To add documentations use @defgroup, @ingroup, @addtogroup, etc. Please refer to plp_math.h and the source codes src/BasicMathFunctions/plp_dot_prod_i32.c and src/BasicMathFunctions/kernels/plp_dot_prod_i32s_rv32im.c as examples.

Test framework and benchmarks

Under the test folder you can test the functions and benchmark their performance by collecting number of cycles, instructions, instructions per cycle (i/c), instruction cache misses (imiss), load stalls (ld_stall), TCDM contentions (tcdm_cont), number of operations (ops, mostly counted as multiply-and-accumulate operations), and operations per cycle (ops/c).

An example on the 1D convolution function is shown below, run on gvsoc of Mr. Wolf. The device ibex means that the basic RV32IM ISA is used, while riscy means that the XPULPv2 ISA extensions are used. We can reach up to 11.739 MACs/cycle using the 8 cores of Mr. Wolf!

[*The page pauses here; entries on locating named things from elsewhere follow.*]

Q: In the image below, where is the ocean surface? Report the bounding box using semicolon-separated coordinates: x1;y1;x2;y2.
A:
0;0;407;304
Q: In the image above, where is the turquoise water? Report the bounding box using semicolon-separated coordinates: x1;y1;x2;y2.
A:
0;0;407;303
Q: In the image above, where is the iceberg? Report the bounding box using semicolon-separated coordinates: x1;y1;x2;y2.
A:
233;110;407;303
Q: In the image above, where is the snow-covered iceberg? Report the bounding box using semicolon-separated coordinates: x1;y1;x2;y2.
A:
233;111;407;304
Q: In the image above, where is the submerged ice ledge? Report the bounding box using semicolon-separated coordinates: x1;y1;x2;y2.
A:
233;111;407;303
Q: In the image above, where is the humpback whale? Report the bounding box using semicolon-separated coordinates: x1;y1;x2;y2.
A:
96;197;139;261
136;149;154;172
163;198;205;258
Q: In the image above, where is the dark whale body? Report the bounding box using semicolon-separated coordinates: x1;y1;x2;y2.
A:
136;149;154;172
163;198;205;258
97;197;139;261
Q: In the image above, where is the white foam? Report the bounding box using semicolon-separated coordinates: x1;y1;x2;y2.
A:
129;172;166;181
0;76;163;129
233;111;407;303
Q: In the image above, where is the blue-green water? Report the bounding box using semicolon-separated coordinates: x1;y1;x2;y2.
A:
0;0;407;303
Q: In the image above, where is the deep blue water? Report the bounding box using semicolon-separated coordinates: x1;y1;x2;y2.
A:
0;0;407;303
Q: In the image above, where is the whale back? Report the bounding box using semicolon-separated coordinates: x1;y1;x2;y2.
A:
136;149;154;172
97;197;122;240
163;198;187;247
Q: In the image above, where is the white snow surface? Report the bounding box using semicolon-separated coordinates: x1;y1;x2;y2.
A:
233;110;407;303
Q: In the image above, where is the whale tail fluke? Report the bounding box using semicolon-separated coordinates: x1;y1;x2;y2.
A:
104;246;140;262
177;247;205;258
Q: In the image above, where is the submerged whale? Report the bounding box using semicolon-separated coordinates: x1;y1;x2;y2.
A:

function device dimension cycles insn i/c imiss ld_stall tcdm_cont ops ops/c
plp_conv_i32 ibex len_a=512; len_b=512 1649017 868026 0.526 0 447594 0 523776 0.318
plp_conv_i32 ibex len_a=512; len_b=1024 3176006 1654308 0.521 0 880571 0 785920 0.247
plp_conv_i16 ibex len_a=512; len_b=512 1659535 870761 0.525 0 454502 0 523776 0.316
plp_conv_i16 ibex len_a=512; len_b=1024 3213505 1669232 0.519 0 896778 0 785920 0.245
plp_conv_i8 ibex len_a=512; len_b=512 1639099 850447 0.519 0 454457 0 523776 0.320
plp_conv_i8 ibex len_a=512; len_b=1024 3174745 1630530 0.514 0 896757 0 785920 0.248
plp_conv_i32 riscy len_a=512; len_b=512 567109 541968 0.956 1111 52 0 523776 0.924
plp_conv_i32 riscy len_a=512; len_b=1024 1028088 998842 0.972 1430 27 0 785920 0.764
plp_conv_i32_parallel riscy len_a=512; len_b=512 72510 68677 0.947 880 25 907 523776 7.224
plp_conv_i32_parallel riscy len_a=512; len_b=1024 131819 126403 0.959 891 25 1603 785920 5.962
plp_conv_i16 riscy len_a=512; len_b=512 489358 457920 0.936 1254 49 0 523776 1.070
plp_conv_i16 riscy len_a=512; len_b=1024 892258 846771 0.949 1331 25 0 785920 0.881
plp_conv_i16_parallel riscy len_a=512; len_b=512 63512 58444 0.920 814 25 1052 523776 8.247
plp_conv_i16_parallel riscy len_a=512; len_b=1024 115545 109386 0.947 869 25 1595 785920 6.802
plp_conv_i8 riscy len_a=512; len_b=512 336855 291150 0.864 1551 19 0 523776 1.555
plp_conv_i8 riscy len_a=512; len_b=1024 575868 503993 0.875 1210 11 0 785920 1.365
plp_conv_i8_parallel riscy len_a=512; len_b=512 44618 37599 0.843 880 23 1211 523776 11.739
plp_conv_i8_parallel riscy len_a=512; len_b=1024 80015 68701 0.859 891 23 2304 785920 9.822

To contribute

The library contains many optimized functions, but there are still many of them to be optimized. Contributions are very welcome and are accepted under Apache v2.0.

If you want to contribute, fork the repository and issue pull requests.

For each function you develop, note the following:

  • Include its corresponding test framework under the test folder or adapt it if it already exists;

  • Update the documentation;

  • Use clang-format to format the code;

  • Make sure that all tests pass;

  • Maintain the compatibility for both 'old' and 'new' sdk (see rtos_hal.h).

More details can be found in

License and Attribution

All source code is released under Apache v2.0 license unless noted otherwise, please refer to the LICENSE file for details.

We are inspired by CMSIS-DSP (CMSIS_5 licensed under Apache v2.0) and partially adapted its structure and codes.